Ia dijerat dengan Pasal 12 huruf a, huruf b, dan huruf e Undang-Undang Pemberantasan Tindak Pidana Korupsi juncto KUHP.

Dengan penetapan tersebut, jumlah tersangka dalam perkara dugaan korupsi tata kelola Program MBG bertambah menjadi tujuh orang.

POLEMIK MBG - (Ilustrasi) Pemilik dapur MBG di Ponorogo sunat budget menu dari Rp10 ribu menjadi Rp6.500 per porsi. Kepala SPPG turut menerima intimidasi jika tidak menuruti keinginan pemilik dapur MBG tersebut.
POLEMIK MBG - (Ilustrasi) Ompreng MBG. Lalu Muhammad Iwan Mahardan ditetapkan sebagai tersangka kasus dugaan korupsi MBG. Ia diduga mengatur penjualan food tray (ompreng) kepada calon mitra SPPG melalui perusahaan yang sengaja dibentuk (Instagram @badangizinasional.ri)

Karier Dimulai dari Korps Brimob

Lalu Muhammad Iwan Mahardan merupakan lulusan Akademi Angkatan Bersenjata Republik Indonesia (Akabri) tahun 1994.

Perwira kelahiran Nusa Tenggara Barat pada 22 Januari 1972 itu baru saja memperoleh kenaikan pangkat menjadi Brigadir Jenderal Polisi sebelum akhirnya terseret dalam perkara hukum yang kini sedang diusut Kejaksaan Agung.

Karier kepolisian Lalu Muhammad Iwan diawali dari Korps Brimob dengan berbagai penugasan di wilayah Kalimantan Barat.

Setelah itu, ia melanjutkan pengabdiannya di Polda Bengkulu hingga Polda Metro Jaya dengan menempati berbagai posisi strategis.

Sepanjang kariernya, ia pernah dipercaya menjabat sebagai Kapolsek Metro Jagakarsa, Kapolsek Metro Kelapa Gading, Kapolsek Metro Penjaringan, Kapolsek Metro Setiabudi, hingga Kapolres Dharmasraya di wilayah hukum Polda Sumatera Barat.

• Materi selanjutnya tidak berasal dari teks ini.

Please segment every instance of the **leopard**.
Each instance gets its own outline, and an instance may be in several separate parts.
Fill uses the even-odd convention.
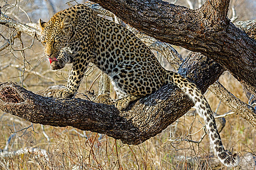
[[[48,22],[39,19],[39,26],[51,68],[59,70],[72,64],[66,88],[54,97],[73,97],[89,62],[106,74],[115,91],[123,96],[114,101],[119,110],[164,84],[174,84],[189,97],[203,118],[221,162],[227,167],[239,164],[238,154],[224,149],[213,112],[200,89],[188,78],[164,69],[150,49],[125,27],[98,16],[82,4],[56,13]]]

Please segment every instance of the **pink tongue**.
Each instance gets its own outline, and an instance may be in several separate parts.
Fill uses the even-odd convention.
[[[49,58],[49,61],[50,62],[50,64],[52,63],[52,62],[53,61],[57,61],[57,60],[56,59],[56,57],[54,58]]]

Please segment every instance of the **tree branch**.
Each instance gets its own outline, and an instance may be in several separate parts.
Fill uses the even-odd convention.
[[[227,19],[229,1],[207,1],[195,10],[160,0],[92,1],[156,39],[213,59],[256,95],[256,41]],[[220,15],[207,12],[213,8]]]
[[[225,105],[256,128],[256,110],[253,107],[234,96],[218,81],[209,88]]]
[[[181,67],[183,71],[180,71],[185,73],[203,91],[205,91],[224,69],[203,55],[193,57],[187,57],[188,61]],[[197,64],[192,65],[193,67],[187,67],[187,65],[195,62]],[[186,67],[190,70],[186,70]],[[202,71],[197,74],[197,70]],[[139,144],[156,135],[184,114],[192,105],[187,95],[170,84],[139,100],[127,109],[119,112],[112,105],[81,99],[43,97],[14,83],[0,84],[0,109],[4,112],[33,123],[71,126],[106,134],[128,144]]]

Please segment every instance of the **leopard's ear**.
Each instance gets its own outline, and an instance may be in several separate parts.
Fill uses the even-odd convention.
[[[41,18],[38,20],[38,24],[39,25],[39,29],[42,31],[43,28],[44,28],[46,24],[46,22],[43,21]]]
[[[71,26],[70,19],[68,16],[65,16],[62,20],[60,29],[61,29],[62,31],[64,33],[68,33],[71,29]]]

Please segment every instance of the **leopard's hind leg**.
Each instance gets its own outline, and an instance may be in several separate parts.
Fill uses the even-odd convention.
[[[166,83],[176,85],[192,99],[197,112],[205,122],[210,141],[220,160],[228,167],[238,165],[240,161],[238,155],[232,154],[225,150],[210,105],[196,85],[188,79],[171,71],[167,72],[166,81]]]

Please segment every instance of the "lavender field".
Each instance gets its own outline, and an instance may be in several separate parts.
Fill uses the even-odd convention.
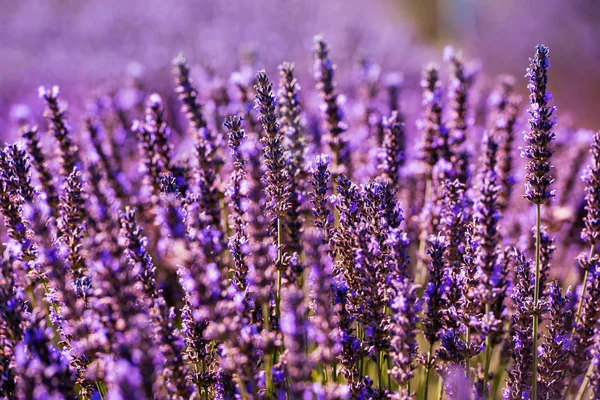
[[[1,399],[600,399],[598,54],[139,3],[0,4]]]

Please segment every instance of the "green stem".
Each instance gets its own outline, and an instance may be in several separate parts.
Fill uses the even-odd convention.
[[[490,305],[485,305],[485,313],[486,315],[490,312]],[[492,341],[490,340],[490,335],[486,335],[485,337],[485,367],[483,370],[483,398],[488,398],[488,390],[487,390],[487,380],[490,373],[490,359],[492,358]]]
[[[388,371],[392,369],[392,359],[387,356],[387,371],[385,372],[388,376],[388,389],[392,390],[392,376]]]
[[[427,353],[427,367],[425,368],[425,392],[423,399],[427,400],[429,396],[429,373],[431,372],[431,357],[433,355],[433,343],[429,344],[429,352]]]
[[[358,340],[360,341],[359,342],[360,343],[359,371],[360,371],[360,379],[362,380],[362,378],[365,376],[365,370],[364,370],[364,367],[365,367],[365,352],[364,352],[364,349],[362,347],[362,342],[363,342],[363,339],[364,339],[364,332],[363,332],[362,327],[360,326],[360,323],[358,323],[358,322],[357,322],[357,325],[356,325],[356,333],[357,333],[356,336],[358,336]]]
[[[469,343],[471,343],[471,327],[467,326],[467,333],[465,334],[465,343],[467,343],[467,346],[469,345]],[[471,359],[467,358],[467,369],[465,371],[465,377],[467,378],[467,381],[470,382],[471,379]]]
[[[277,264],[283,259],[283,226],[281,224],[281,218],[277,217]],[[281,315],[281,270],[277,269],[277,295],[275,298],[275,315],[277,315],[277,321]]]
[[[383,377],[381,369],[381,351],[377,351],[377,383],[379,384],[379,388],[383,388]]]
[[[444,398],[444,379],[440,377],[440,390],[438,392],[438,400]]]
[[[535,288],[533,292],[533,365],[531,367],[531,398],[537,399],[537,333],[539,316],[537,312],[537,304],[540,291],[540,247],[541,247],[541,204],[536,204],[535,207]]]
[[[269,303],[265,302],[263,304],[263,320],[267,332],[270,330],[269,318]],[[273,360],[271,353],[265,353],[265,389],[267,391],[268,398],[271,398],[273,396],[273,373],[271,371],[272,362]]]
[[[427,178],[425,182],[425,201],[423,206],[431,200],[431,178]],[[419,236],[422,236],[419,235]],[[425,246],[427,244],[427,238],[419,239],[419,249],[417,250],[417,265],[415,266],[415,283],[419,284],[425,282],[425,268],[423,267],[423,259],[425,258]]]

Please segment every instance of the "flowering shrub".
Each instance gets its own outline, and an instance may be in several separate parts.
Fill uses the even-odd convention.
[[[555,140],[538,45],[521,165],[515,79],[481,107],[444,58],[417,145],[401,75],[361,60],[346,98],[321,36],[320,112],[293,63],[277,90],[252,57],[228,83],[176,57],[187,122],[134,80],[75,130],[40,88],[47,121],[0,151],[0,394],[600,398],[600,132]]]

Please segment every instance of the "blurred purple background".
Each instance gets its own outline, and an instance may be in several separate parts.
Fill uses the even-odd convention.
[[[421,66],[441,61],[446,44],[481,59],[485,84],[502,72],[521,78],[542,42],[551,49],[559,123],[571,114],[577,126],[594,128],[598,20],[595,0],[1,1],[0,130],[8,129],[11,104],[39,103],[42,84],[60,85],[72,108],[90,88],[123,79],[133,61],[157,87],[171,85],[170,62],[180,51],[224,78],[237,68],[240,49],[251,46],[267,71],[293,60],[308,74],[315,33],[330,43],[340,80],[369,56],[384,71],[403,70],[413,88]]]

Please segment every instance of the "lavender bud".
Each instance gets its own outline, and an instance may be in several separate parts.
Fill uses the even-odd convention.
[[[525,175],[524,197],[534,204],[544,204],[554,197],[554,191],[550,190],[550,185],[554,181],[550,175],[550,157],[553,150],[549,145],[555,138],[552,128],[556,125],[554,116],[556,107],[548,104],[552,100],[552,94],[546,91],[549,67],[549,50],[544,45],[538,45],[535,57],[530,59],[525,75],[529,78],[528,112],[531,118],[529,132],[524,134],[528,145],[521,150],[521,157],[529,160],[527,175]]]

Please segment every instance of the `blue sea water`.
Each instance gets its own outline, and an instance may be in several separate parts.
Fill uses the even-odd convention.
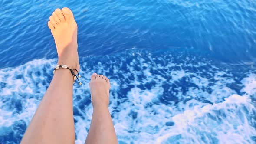
[[[57,61],[47,25],[69,7],[79,27],[76,143],[106,75],[119,144],[256,144],[256,2],[0,1],[0,143],[19,143]]]

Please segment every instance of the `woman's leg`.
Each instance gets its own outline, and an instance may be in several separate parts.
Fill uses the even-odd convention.
[[[90,90],[93,112],[85,144],[118,144],[111,116],[108,111],[109,79],[93,73],[91,77]]]
[[[57,9],[48,26],[54,38],[58,65],[79,70],[77,26],[71,11]],[[68,69],[56,70],[21,144],[74,144],[73,77]]]

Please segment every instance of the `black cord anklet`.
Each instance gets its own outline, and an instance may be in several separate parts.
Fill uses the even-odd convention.
[[[66,65],[56,65],[55,66],[55,68],[54,68],[54,70],[53,70],[53,75],[54,75],[54,73],[55,72],[55,71],[56,71],[57,69],[59,69],[60,68],[62,68],[64,69],[69,69],[70,71],[70,72],[71,72],[71,74],[72,74],[72,75],[73,75],[73,79],[74,80],[73,83],[75,83],[75,80],[76,80],[76,79],[77,79],[77,80],[78,81],[78,82],[79,82],[79,85],[82,85],[82,83],[81,82],[80,82],[79,79],[78,79],[78,78],[81,78],[81,76],[79,74],[79,73],[78,73],[78,71],[75,69],[70,69],[70,68],[69,68],[69,67]],[[73,71],[75,71],[75,72],[77,72],[77,75],[78,75],[78,77],[77,76],[76,76],[76,75],[75,75],[75,72],[74,72]]]

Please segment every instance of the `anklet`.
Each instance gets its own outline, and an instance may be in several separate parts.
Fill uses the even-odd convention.
[[[69,70],[70,70],[70,72],[71,72],[71,74],[72,74],[72,75],[73,75],[73,79],[74,80],[73,83],[75,83],[75,80],[76,79],[77,79],[77,80],[79,82],[79,85],[82,85],[82,83],[81,82],[80,82],[79,79],[78,79],[78,78],[81,78],[81,76],[79,74],[79,73],[78,73],[78,71],[77,71],[77,70],[75,69],[70,69],[66,65],[57,65],[55,66],[55,68],[54,68],[54,70],[53,70],[53,75],[54,75],[54,73],[55,72],[55,71],[56,71],[57,69],[59,69],[60,68],[62,68],[64,69],[68,69]],[[77,76],[76,76],[75,75],[75,72],[74,72],[73,71],[75,71],[76,72],[77,72],[78,77],[77,77]]]

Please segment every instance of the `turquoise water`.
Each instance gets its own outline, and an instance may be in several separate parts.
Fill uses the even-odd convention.
[[[119,144],[256,141],[256,3],[249,0],[0,2],[0,143],[17,144],[53,76],[47,26],[69,7],[79,27],[82,87],[76,143],[92,108],[89,75],[111,79]]]

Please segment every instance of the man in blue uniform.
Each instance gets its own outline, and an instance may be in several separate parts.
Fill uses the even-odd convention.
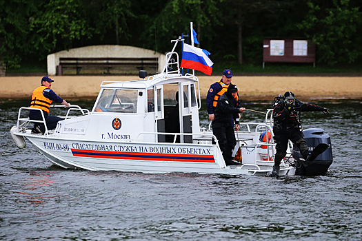
[[[232,72],[230,70],[225,70],[223,72],[221,79],[214,83],[210,86],[208,95],[206,96],[206,105],[208,107],[208,113],[209,114],[209,119],[213,120],[215,118],[215,109],[217,107],[219,98],[221,96],[228,90],[228,87],[231,83],[232,78]],[[235,96],[237,102],[237,106],[240,107],[239,101],[239,95]]]
[[[37,108],[41,109],[44,115],[46,126],[48,129],[52,129],[57,127],[58,121],[63,120],[62,118],[49,116],[49,108],[52,101],[57,102],[66,106],[69,106],[64,99],[58,96],[57,94],[50,90],[52,83],[54,82],[52,79],[48,76],[44,76],[41,78],[41,85],[38,87],[32,92],[32,100],[29,103],[30,108]],[[29,118],[30,120],[43,120],[41,113],[39,110],[30,110]],[[34,125],[34,128],[32,129],[32,133],[44,133],[46,127],[43,124],[36,123]]]
[[[238,88],[237,85],[230,84],[228,90],[219,98],[215,109],[215,118],[212,120],[212,132],[219,140],[220,149],[227,165],[240,164],[232,160],[232,150],[237,145],[233,123],[239,130],[239,113],[245,111],[245,108],[237,107]],[[230,122],[232,119],[232,123]]]
[[[308,147],[303,138],[303,129],[299,122],[301,112],[323,112],[326,114],[330,112],[328,109],[321,106],[305,104],[298,101],[291,92],[286,92],[284,96],[274,98],[274,101],[273,132],[276,153],[272,176],[277,177],[281,160],[287,154],[288,140],[296,145],[304,160],[308,161]]]

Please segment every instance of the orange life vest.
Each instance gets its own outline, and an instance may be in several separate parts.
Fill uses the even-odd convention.
[[[30,105],[29,106],[30,107],[40,109],[49,113],[49,108],[53,101],[46,98],[43,94],[43,92],[46,89],[50,88],[41,85],[34,90],[32,94],[32,101],[30,101]]]
[[[225,92],[228,90],[228,87],[229,85],[226,85],[225,83],[222,81],[222,79],[221,79],[219,81],[217,81],[216,83],[218,83],[222,87],[221,90],[220,90],[219,92],[217,92],[215,96],[214,96],[214,101],[212,102],[212,106],[216,107],[217,105],[217,101],[219,101],[219,98],[224,94]],[[237,101],[239,101],[239,95],[237,94],[235,96],[235,98],[237,99]]]

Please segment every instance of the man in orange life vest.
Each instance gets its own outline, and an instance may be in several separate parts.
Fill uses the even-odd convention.
[[[64,99],[58,96],[50,87],[52,83],[54,82],[52,79],[48,76],[44,76],[41,78],[41,85],[34,90],[32,94],[32,100],[29,103],[30,108],[37,108],[41,109],[44,114],[46,126],[48,129],[52,129],[57,127],[58,121],[63,120],[63,118],[49,116],[49,107],[52,101],[57,102],[66,106],[70,105]],[[30,120],[43,120],[41,113],[39,110],[30,110],[29,118]],[[32,129],[32,133],[44,133],[46,127],[43,124],[36,123],[34,125],[34,128]]]
[[[214,120],[215,118],[215,109],[217,107],[219,98],[222,96],[228,90],[229,85],[231,83],[232,78],[232,72],[230,70],[225,70],[223,72],[221,79],[214,83],[210,86],[208,95],[206,96],[206,105],[208,107],[208,113],[209,114],[209,119]],[[237,107],[240,107],[240,103],[239,101],[239,94],[235,96],[237,103]],[[232,121],[232,120],[230,120]]]

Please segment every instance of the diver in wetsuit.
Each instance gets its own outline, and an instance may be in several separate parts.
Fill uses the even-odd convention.
[[[308,163],[309,158],[308,147],[303,138],[303,128],[299,122],[301,112],[323,112],[325,114],[328,109],[319,105],[305,104],[294,98],[291,92],[286,92],[284,96],[279,94],[274,98],[274,140],[276,143],[274,164],[272,176],[277,177],[279,174],[279,166],[281,160],[287,154],[288,140],[301,151],[301,154]]]

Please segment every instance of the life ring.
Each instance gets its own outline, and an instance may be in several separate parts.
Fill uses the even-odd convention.
[[[271,140],[272,140],[272,133],[270,132],[270,130],[268,130],[268,132],[265,131],[260,135],[259,140],[262,143],[270,143]],[[268,149],[268,145],[262,145],[261,150],[259,151],[261,156],[261,158],[263,159],[263,160],[273,161],[273,158],[271,156],[270,156],[270,159],[268,159],[268,151],[269,151],[269,149]]]
[[[270,133],[270,130],[268,130],[268,132],[264,132],[261,134],[260,136],[260,139],[262,142],[265,143],[270,143],[270,140],[272,140],[272,134]],[[262,149],[268,149],[268,145],[261,145]]]

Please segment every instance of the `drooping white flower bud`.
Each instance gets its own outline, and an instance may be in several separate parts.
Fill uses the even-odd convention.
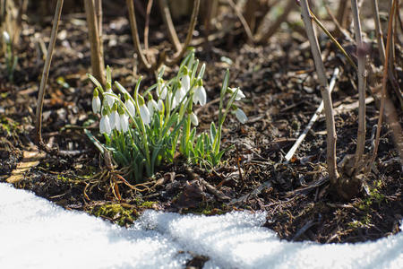
[[[120,117],[117,112],[117,105],[115,103],[112,108],[112,113],[109,117],[110,127],[112,129],[116,129],[119,131],[120,129]]]
[[[207,100],[206,90],[202,84],[200,84],[194,90],[193,103],[197,104],[197,102],[199,102],[202,106],[204,106],[206,104],[206,100]]]
[[[192,114],[190,115],[190,118],[191,118],[191,122],[193,126],[197,126],[199,125],[199,119],[197,118],[196,114],[192,112]]]
[[[133,103],[133,101],[128,97],[124,101],[124,106],[127,108],[129,114],[133,117],[134,117],[134,116],[136,115],[136,108],[134,108],[134,104]]]
[[[129,116],[126,114],[120,114],[120,131],[125,133],[129,130]]]
[[[240,100],[243,98],[245,98],[244,92],[239,88],[228,88],[229,91],[232,93],[236,92],[236,89],[238,89],[238,91],[236,92],[236,96],[235,98],[235,100]]]
[[[107,92],[107,93],[113,93],[113,91],[112,91],[111,89],[105,91],[105,92]],[[112,96],[110,96],[110,95],[107,95],[107,94],[106,94],[106,95],[105,95],[105,100],[107,100],[107,106],[108,106],[109,108],[112,108],[112,106],[113,106],[114,103],[115,103],[114,98],[113,98]]]
[[[145,104],[140,106],[140,117],[141,117],[142,122],[147,126],[151,122],[151,116]]]
[[[159,86],[158,86],[158,89],[157,89],[157,95],[160,99],[165,100],[167,98],[167,84],[164,83],[164,81],[162,79],[160,79],[159,81]]]
[[[155,110],[159,109],[159,105],[157,102],[151,98],[147,103],[147,108],[149,108],[150,115],[152,115]]]
[[[190,77],[189,74],[184,74],[181,78],[182,87],[184,91],[184,94],[190,90]]]
[[[244,112],[239,108],[236,108],[236,109],[234,111],[234,114],[242,124],[244,124],[248,120],[248,117],[246,117]]]
[[[109,124],[109,117],[104,114],[99,121],[99,133],[110,134],[112,129]]]
[[[162,100],[159,100],[157,109],[159,109],[159,112],[164,111],[164,102],[162,101]]]
[[[3,39],[4,40],[5,44],[10,44],[10,42],[11,42],[10,35],[5,30],[3,31]]]
[[[94,94],[92,96],[92,111],[94,113],[98,113],[100,111],[101,108],[101,102],[100,102],[100,99],[98,93],[98,90],[95,89],[94,90]]]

Baca juga: Pengusaha MBG di Riau Minta BGN Tetap Salurkan Insentif Meski sedang Libur Sekolah

Pernah Emban Tugas Nasional hingga Internasional

Selain bertugas di satuan kewilayahan, Brigjen Lalu Muhammad Iwan juga pernah menduduki sejumlah jabatan di Baharkam Polri, STIK Lemdiklat Polri, hingga Itwasda Polda Nusa Tenggara Barat.

Pengalamannya tidak hanya terbatas di lingkungan kepolisian dalam negeri.

Ia juga dipercaya menjalankan berbagai tugas berskala nasional maupun internasional.

Beberapa di antaranya menjadi liaison officer (LO) ASEAN Games 2018, LO Polri untuk KPU RI, hingga terlibat dalam pengamanan Pemilu Jepang tahun 2019.

Di bidang pendidikan, ia merupakan lulusan PTIK dan Sespimmen.

Ia juga mengikuti berbagai program pendidikan dan pelatihan di dalam maupun luar negeri, termasuk di Italia, Thailand, serta pendidikan bahasa Mandarin di Beijing.

Raih Sejumlah Penghargaan

Selama mengabdi sebagai anggota Polri, Lalu Muhammad Iwan Mahardan menerima berbagai penghargaan atas masa pengabdiannya.

Beberapa di antaranya ialah Satyalancana Kesetiaan 8 Tahun, Satyalancana Kesetiaan 16 Tahun, Satyalancana Kesetiaan 24 Tahun, serta Satyalancana Seroja.

Sesaat setelah resmi menyandang pangkat Brigadir Jenderal Polisi, ia juga sempat menyampaikan pandangannya mengenai profesi yang dijalaninya.

"Menjadi polisi bukan sekadar profesi, tapi jalan pengabdian untuk menjaga bangsa dengan hati," ujarnya.

Kini, setelah lebih dari tiga puluh tahun berkarier di institusi kepolisian dan menempati berbagai jabatan penting, perjalanan Brigjen Lalu Muhammad Iwan Mahardan memasuki fase yang berbeda.

Ia harus menghadapi proses hukum setelah ditetapkan sebagai tersangka dalam penyidikan dugaan korupsi tata kelola Program Makan Bergizi Gratis yang saat ini masih terus dikembangkan oleh Kejaksaan Agung.